En medio de esta lucha interna —ángel ilustrado contra ángel patán—, la puerta de Villa Garrovo se abrió por fin como un telón y al jardín saltaron tres personajes: un hombre y dos mujeres. Una de las damas era Sydney, disfrazada con unas cortinas de seda que apenas cubrían su cuerpecillo menudo. La otra era Vittoria Peluso, como en sus mejores tiempos de estrella en la Scala, sombrero de plumas y botas de mosquetero, bigote postizo y espada en ristre. El hombre vestía uniforme militar de la armada italiana y caminaba con una cojera profunda, una herida de guerra casi mortal. Se había vendado medio cuerpo —cabeza, brazo y pierna izquierda— y avanzaba detrás de las dos mujeres, apoyándose en un bastón de madera y marfil.

Charles notó perfectamente cómo se le erizaba el pelo. Las sienes le latían, el aire se le estancaba en el pecho. Dio por hecho que, con ese uniforme, aquel soldado no podía ser otro que Domenico Fontana disfrazado de herido, ya que el resto del ejército italiano estaba luchando en Rusia a las órdenes del general Pino.

Se frotó los ojos.

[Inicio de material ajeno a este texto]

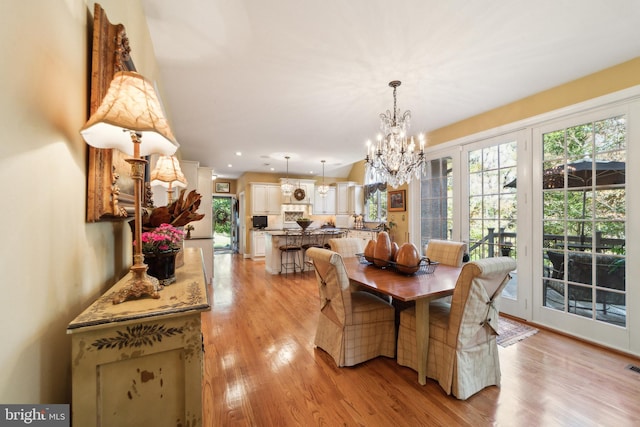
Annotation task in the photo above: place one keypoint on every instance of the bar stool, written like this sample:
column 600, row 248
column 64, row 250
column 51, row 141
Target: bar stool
column 290, row 252
column 314, row 239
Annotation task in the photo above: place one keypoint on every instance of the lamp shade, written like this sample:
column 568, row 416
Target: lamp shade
column 131, row 104
column 167, row 173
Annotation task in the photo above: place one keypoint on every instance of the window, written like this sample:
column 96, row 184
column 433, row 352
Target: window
column 436, row 201
column 492, row 201
column 375, row 202
column 583, row 217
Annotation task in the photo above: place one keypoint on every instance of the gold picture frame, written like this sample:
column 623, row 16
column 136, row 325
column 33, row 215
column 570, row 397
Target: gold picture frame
column 223, row 187
column 110, row 187
column 396, row 201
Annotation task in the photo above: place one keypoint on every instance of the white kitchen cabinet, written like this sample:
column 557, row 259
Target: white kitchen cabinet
column 342, row 198
column 257, row 244
column 265, row 199
column 365, row 235
column 302, row 191
column 356, row 200
column 324, row 205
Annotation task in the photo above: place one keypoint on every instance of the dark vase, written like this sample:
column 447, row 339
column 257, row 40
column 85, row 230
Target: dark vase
column 162, row 266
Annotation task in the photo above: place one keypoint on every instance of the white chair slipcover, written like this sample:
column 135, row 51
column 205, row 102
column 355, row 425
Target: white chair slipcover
column 463, row 354
column 353, row 327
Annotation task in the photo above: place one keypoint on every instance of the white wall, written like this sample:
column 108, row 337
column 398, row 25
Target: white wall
column 53, row 263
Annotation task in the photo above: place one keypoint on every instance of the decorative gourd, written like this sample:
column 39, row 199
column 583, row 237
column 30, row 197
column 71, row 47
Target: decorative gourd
column 382, row 252
column 369, row 250
column 394, row 251
column 408, row 258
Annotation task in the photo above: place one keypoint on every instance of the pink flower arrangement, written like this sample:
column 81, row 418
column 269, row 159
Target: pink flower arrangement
column 164, row 238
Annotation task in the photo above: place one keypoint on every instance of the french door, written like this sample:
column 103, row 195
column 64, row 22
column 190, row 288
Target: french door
column 495, row 214
column 581, row 209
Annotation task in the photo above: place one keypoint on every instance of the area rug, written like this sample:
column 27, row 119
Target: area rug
column 511, row 332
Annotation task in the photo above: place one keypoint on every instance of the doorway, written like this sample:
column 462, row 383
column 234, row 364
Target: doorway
column 225, row 224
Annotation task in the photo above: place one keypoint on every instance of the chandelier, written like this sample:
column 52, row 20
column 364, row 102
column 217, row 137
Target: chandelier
column 323, row 189
column 286, row 187
column 394, row 159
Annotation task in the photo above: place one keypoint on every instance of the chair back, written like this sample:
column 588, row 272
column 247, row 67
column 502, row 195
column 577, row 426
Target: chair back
column 347, row 246
column 292, row 241
column 333, row 284
column 446, row 252
column 476, row 299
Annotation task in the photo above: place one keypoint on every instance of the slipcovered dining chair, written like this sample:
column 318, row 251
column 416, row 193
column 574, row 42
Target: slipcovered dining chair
column 463, row 354
column 353, row 327
column 446, row 252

Enfocaba mal. Las tres siluetas salieron de su campo de visión charlando animadamente y se internaron en el bosquecillo que quedaba a su izquierda. Entonces, Charles abandonó su escondite y, ágil como una alimaña, descendió la cuesta amparándose en la sombra de los arbustos hasta que logró acercarse tanto a sus presas que, agudizando el oído, pudo escuchar algunas palabras sueltas de su conversación.

—La estepa es tan ancha como el mundo —estaba diciendo el militar—. Es como un desierto verde. Cuando se levanta viento, las hierbas dibujan un oleaje idéntico al del mar. De lo profundo de su inmensidad se diría que saltan ballenas y delfines. Pero uno se fija bien y descubre que no son sino carromatos abarrotados de zíngaros que con sus cascabeles y sus panderetas cruzan el mundo de lado a lado.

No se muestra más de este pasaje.